The following chart provides a update on the current 24h spot price of gold. Chart and commentary to follow ~
Gold, Platinum Rise to Records in London as Crude Oil Jumps
Jan. 3 (Bloomberg) -- Gold and platinum rose to records in London after crude oil reached an all-time high, prompting investors to buy precious metals as a hedge against inflation.
Gold extended gains after reaching $850 an ounce yesterday for the first time since 1980 as oil climbed to $100 a barrel. The metal added to a 31 percent rally last year, the biggest since 1979, that followed a surge in prices of commodities from wheat and soybeans to copper and lead.
``We have a long way to go in gold and platinum,'' Evy Hambro, managing director at BlackRock Investment Management Ltd., said today in a television interview in London. ``Gold was late to the party so just watch out.''
Gold for immediate delivery rose as much as $10.35, or 1.2 percent, to $867.90 an ounce in London, adding to a seventh straight year of gains in 2007. It traded at $865.30 as of 12:45 p.m. local time. Platinum gained 50 cents to $1,543 an ounce after rising to as high as $1,554.
Expectations the Federal Reserve will have to keep cutting interest rates to revive slowing economic growth are weakening the dollar and prompting money managers to buy gold as an alternative to the U.S. currency.
``People are still nervous about the dollar,'' said Bernard Sin, chief gold trader at Geneva-based MKS Finance, one of Switzerland's four precious-metals refiners. ``We are seeing a lot of fresh money coming in. $900 is the next level.''
Bhutto Assassination
Gold last year rallied the most since 1979, when the Iranian revolution crippled crude-oil exports and U.S. inflation surpassed 13 percent.
Rising fuel costs are again threatening to ignite inflation, while the U.S. is seeking United Nations sanctions against Iran as the country enriches uranium, which can be used in nuclear power plants or for weapons.
Investors also sought the safety of precious metals after the assassination of former Pakistani Prime Minister Benazir Bhutto sparked riots and delayed an election in the nuclear-armed nation that is a focal point of the U.S. war on terror.

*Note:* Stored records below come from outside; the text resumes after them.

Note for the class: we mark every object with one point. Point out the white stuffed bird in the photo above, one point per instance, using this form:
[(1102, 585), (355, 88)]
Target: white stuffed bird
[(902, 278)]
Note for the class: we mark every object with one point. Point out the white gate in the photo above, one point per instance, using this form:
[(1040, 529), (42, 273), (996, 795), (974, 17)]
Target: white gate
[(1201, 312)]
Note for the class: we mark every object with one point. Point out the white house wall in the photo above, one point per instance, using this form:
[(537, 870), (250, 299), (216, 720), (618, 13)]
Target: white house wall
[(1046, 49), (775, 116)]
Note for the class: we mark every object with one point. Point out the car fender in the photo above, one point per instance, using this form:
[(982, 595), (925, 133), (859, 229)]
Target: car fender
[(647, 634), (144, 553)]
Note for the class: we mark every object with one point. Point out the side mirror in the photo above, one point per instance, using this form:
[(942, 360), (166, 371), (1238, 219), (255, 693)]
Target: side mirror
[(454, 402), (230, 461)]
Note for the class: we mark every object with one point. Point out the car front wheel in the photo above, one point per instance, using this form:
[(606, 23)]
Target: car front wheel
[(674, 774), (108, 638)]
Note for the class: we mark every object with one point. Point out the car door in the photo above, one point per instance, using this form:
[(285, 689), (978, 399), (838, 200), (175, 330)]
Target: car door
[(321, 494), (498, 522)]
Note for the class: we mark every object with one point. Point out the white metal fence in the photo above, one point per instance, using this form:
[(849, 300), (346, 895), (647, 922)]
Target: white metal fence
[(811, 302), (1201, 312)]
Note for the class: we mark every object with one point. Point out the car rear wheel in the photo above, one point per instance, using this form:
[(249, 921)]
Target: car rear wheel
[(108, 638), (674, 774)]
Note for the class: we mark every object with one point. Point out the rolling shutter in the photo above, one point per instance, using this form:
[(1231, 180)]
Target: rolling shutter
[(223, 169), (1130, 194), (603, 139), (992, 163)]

Gold may trade ``well above'' $1,000 an ounce this year, with a price of $1,200 ``not out of the question,'' Ross Norman, director of London-based TheBullionDesk.com and a former trader of physical bullion, said yesterday.
The metal will probably average $800 an ounce, compared with $697.09 last year, according to the median estimate of 37 traders, analysts and investors surveyed by Bloomberg News at the end of December.
Gold Assets
Assets in the StreetTracks Gold Trust, the world's biggest exchange traded fund backed by gold, rose 39 percent last year to a record 627.88 metric tons.
The cost of borrowing gold for one year is 0.3158 percent, compared with an average of 0.25924 percent in the past 12 months, according to data compiled by Bloomberg. Rates reflect forecasts about the amount of metal available for borrowing.
In London, the 10:30 a.m. gold ``fixing'' rate used by some mining companies to price their sales rose $24.60 to a record $865.35 an ounce today. The fixing is conducted by telephone twice a day by five banks. The platinum fixing rate climbed $16 to $1,546, the highest ever.
Platinum rose 34 percent last year, posting a sixth consecutive annual gain, partly as strikes and accidents at mines in top producer South Africa curbed production.
Among other precious metals, silver increased 9 cents to $15.3351 an ounce and palladium fell $2.25 to $371.